Maragall proclamó su voluntad de contribuir al quehacer conjunto de España, "no desde la educada distancia" anterior, sino desde la voluntad de reforzar los "puentes de diálogo", ilustrada por la inédita presencia de líderes autonómicos y europeos, mayoritariamente, aunque no sólo, socialistas. Y reafirmó su compromiso de profundización autonomista y de complicidad próxima "con los ciudadanos de base", que se propone plasmar con un plan de choque de medidas sociales. El logro de un acertado equilibrio entre estas pulsiones será el baremo para evaluar la etapa que ahora inaugura Cataluña.
El Gobierno formado ayer arroja luces y sombras. Es multipartidario, como resulta frecuente y a veces fructífero en Europa y parece sorprendente en España. Y se adivina capaz de afrontar una gestión difícil -la administración cotidiana anterior aparece manifiestamente mejorable-, aunque menos dotada para cohonestar, especialmente ante la próxima campaña electoral, discursos diferenciados.

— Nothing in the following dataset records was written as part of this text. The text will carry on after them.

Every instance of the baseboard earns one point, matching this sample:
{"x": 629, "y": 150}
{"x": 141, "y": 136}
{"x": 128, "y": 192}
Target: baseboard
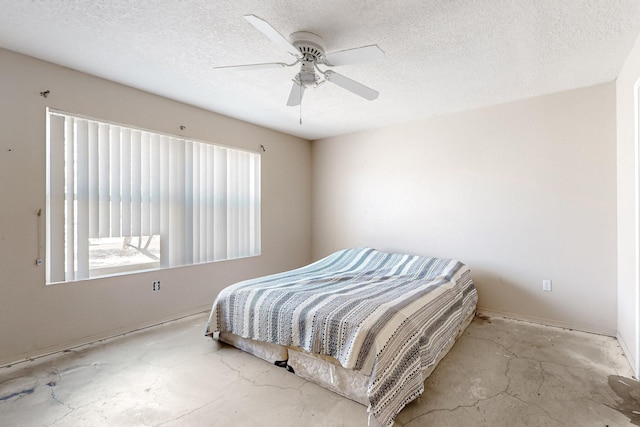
{"x": 36, "y": 354}
{"x": 630, "y": 355}
{"x": 548, "y": 322}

El Gobierno Maragall deberá acreditar cohesión interna, pues la cogestión de los departamentos ideada inicialmente ha cedido paso al monocultivo de cada partido, salvo en Enseñanza y Sanidad, lo que pespuntea el peligro de actuaciones de taifas. La considerable presencia de alcaldes y concejales prefigura unos gestores conocedores del terreno, aunque en su totalidad se trate de cargos de los partidos, lo que asegura la disciplina, pero no necesariamente la innovación. Y el aumento de consejerías para acomodar a diversos socios sólo será comprensible si se contrapesa con la eliminación de institutos, consorcios y entidades prescindibles creadas por el clientelismo pujolista.
Su punto más débil es la escasa presencia de mujeres, aunque sea ligeramente superior a los anteriores, así como de políticos nacidos fuera de las tierras de habla catalana. Maragall no puede refugiarse en que su partido sí cumple la cuota femenina prometida, a diferencia de sus socios. Preside a todo su Gobierno, no sólo a los suyos. Y si recoge sus luces, también debe asumir sus sombras.